Layer 3 Switching – Packets are forwarded at Layer 3, just as a router would do. Packets are switched using specialized hardware, application-specific integrated circuits (ASICs) for high-speed and low latency. Packets can be forwarded with security control and quality of service (QoS) using Layer 3 address information.

Layer 4 Switching – Packets are forwarded using hardware switching, based on both Layer 3 addressing and Layer 4 application information. (Layer 2 addressing is also inherently used. Layer 4 protocol types (UDP or TCP, for example) in packet headers are examined. Layer 4 segment headers are examined to determine application port numbers. A Layer 4 switch must also allocate a large amount of memory to its forwarding tables. Layer 2 and

Layer 3 devices have forwarding tables based on MAC and network addresses, making those tables only as large as the number of network devices. Layer 4 devices, however, must keep track of application protocols and conversations occurring in the network.

Types of Switching:

Circuit Switching: An indirectly connected network in which actual electrical circuits are maintained for the duration of the communication. Circuit switching sets up a physical, end-to-end connection between the endpoints. The Bandwidth is dedicated to this point-to-point connection. The current telephone system is still, in part, circuit-switched, although the telephone systems in many countries now are concentrating less on circuit-switched technologies. Because this is not a shared environment, there are no collisions.

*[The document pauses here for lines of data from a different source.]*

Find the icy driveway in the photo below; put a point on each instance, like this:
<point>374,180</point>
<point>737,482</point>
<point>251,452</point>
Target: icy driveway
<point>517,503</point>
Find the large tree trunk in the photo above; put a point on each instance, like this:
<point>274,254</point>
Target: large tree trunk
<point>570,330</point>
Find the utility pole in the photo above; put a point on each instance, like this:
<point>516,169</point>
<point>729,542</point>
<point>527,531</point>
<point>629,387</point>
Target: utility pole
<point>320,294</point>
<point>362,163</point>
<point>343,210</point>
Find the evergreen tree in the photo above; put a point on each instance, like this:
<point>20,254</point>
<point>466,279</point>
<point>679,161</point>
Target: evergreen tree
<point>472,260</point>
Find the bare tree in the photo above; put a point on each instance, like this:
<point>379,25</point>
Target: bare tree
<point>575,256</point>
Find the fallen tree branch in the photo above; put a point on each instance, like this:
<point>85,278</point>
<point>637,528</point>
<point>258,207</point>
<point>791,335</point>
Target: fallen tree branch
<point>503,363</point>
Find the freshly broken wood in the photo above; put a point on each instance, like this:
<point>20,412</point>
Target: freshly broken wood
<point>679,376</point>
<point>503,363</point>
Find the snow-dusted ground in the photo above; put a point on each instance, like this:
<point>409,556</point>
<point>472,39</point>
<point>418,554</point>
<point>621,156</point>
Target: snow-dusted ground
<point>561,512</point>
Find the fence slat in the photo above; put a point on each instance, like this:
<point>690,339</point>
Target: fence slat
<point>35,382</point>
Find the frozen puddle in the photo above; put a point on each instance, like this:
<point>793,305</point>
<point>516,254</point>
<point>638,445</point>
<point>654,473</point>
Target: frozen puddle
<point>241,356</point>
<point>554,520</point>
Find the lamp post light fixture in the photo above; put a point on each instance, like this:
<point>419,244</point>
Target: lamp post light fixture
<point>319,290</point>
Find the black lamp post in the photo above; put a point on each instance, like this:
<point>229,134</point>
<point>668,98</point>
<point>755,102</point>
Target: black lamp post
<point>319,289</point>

Packet Switching: Instead of dedicating a link as an exclusive circuit connection between two communicating hosts, the source sends messages in packets. Each packet contains enough information for it to be routed to the proper destination host. Packet-switched networks frequently share physical media, but because logical point-to-point connections are created, there are no collisions.

Switching Forwarding method:

Store and Forward Method: In this method the switch receives a frame into a buffer and stores it until it receives the complete frame. After it receives the complete frame then it looks to the destination address and then forwards the frame.

Cut Through Switching: In this method switch does not buffer the entire packet instead it waits until it has received the part of frame containing the destination address and as soon as it finds the destination address it starts forwarding the message.